In the light of this, I am astounded by how you have managed to get it so wrong. I mean, yes the application is bad for everyone, but somehow Virgin have made it endlessly worse. Aside from the bizarrely twisted and labyrinthine process required to find the ticket and the fact that there are many different tarriffs I might want to take and the incomprehensible fact that single tickets are cheaper than return ones even if I'm aiming to take the return on the same train at the same time as the two singles. It must have been a joyous night in the railway franchise crackhouse when you thought that one up. Aside from all of that, I was amazed to find that having chosen my route, chosen my ticket (from the second page of cheap single tickets that are cheaper than returns), given you my details to set up an account, gone back and chosen my ticket again because at that point I had to, confirmed that was the route I wanted and those were the two single tickets I wanted and confirmed I wanted to collect the ticket from the happy ticket machine or whatever the infernal device of ticket provision is named. Having gone through all that, I found myself back at the timetable page being asked where I wanted to go from and to. "Wait," I thought, "Surely I have become somehow intoxicated by the rush of power that purchasing a ticket in slow motion over nine hundred steps provides me with and clicked the wrong button." So once again I confirmed the route, double confirmed the route ignoring advertisements for conveniently placed hotels, taxi ranks and hobos, said I wanted to collect my tickets from the damnation dispenser on Euston station and carefully clicked on "Continue". Back to the Journey planning page asking where I wanted to go and when I wanted to go there.

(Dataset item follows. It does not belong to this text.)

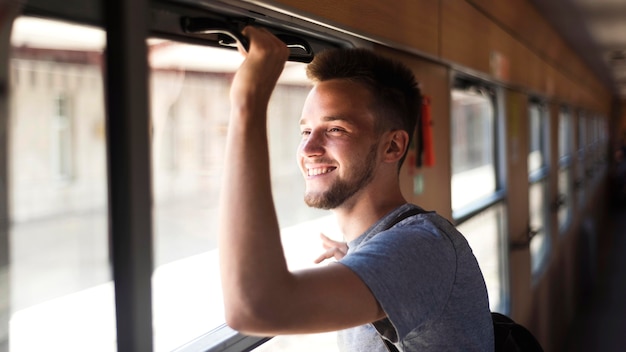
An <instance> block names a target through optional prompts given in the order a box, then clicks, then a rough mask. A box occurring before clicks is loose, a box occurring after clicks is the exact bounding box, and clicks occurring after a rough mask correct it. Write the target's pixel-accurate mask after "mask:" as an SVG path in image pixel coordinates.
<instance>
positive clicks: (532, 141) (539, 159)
mask: <svg viewBox="0 0 626 352" xmlns="http://www.w3.org/2000/svg"><path fill="white" fill-rule="evenodd" d="M528 116H529V153H528V172H533V171H537V170H539V169H540V168H541V167H543V166H544V164H545V161H544V143H543V140H544V133H545V132H544V127H543V126H544V122H543V112H542V108H541V107H540V106H539V105H537V104H531V105H530V108H529V111H528Z"/></svg>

"Silly me," I thought, "I must be going round in circles picking the same ticket again and again, so I clicked on my Basket and it showed me... the Journey Planner page. Clicked on my account. Signed in again. Clicked on "My Account." Nothing. Your stupid site was just sending me round in endless circles.
The story does have a happy ending, you'll be reassured to hear. In spite of mostly being a different design over the same user-hostile pages, GNER were able to sell me the same tickets for the same money and let me get to a checkout and pay for them.
I am a very experienced programmer and web professional so if I can't use your site I can guarantee you those with less expertise will find it even more confusing. My recommendation for an appropriate course of action would be to employ me as head of your web department for one day so I could fire every single person there. Then transfer me to HR so I could give them jobs again and transfer me back to the web department so I could fire them all for a second time. I just can't see how firing them only once would be enough for them to truly understand their own incompetence.
Actually, that's not quite fair. I would fire them once and only let them have their jobs back if they could use their own system to book the train ticket for their next day's journey to work. I feel you could be entirely confident you would never have to see their irritating, stupid "I did a night class in HTML so I'm a web programmer, right?" faces ever again.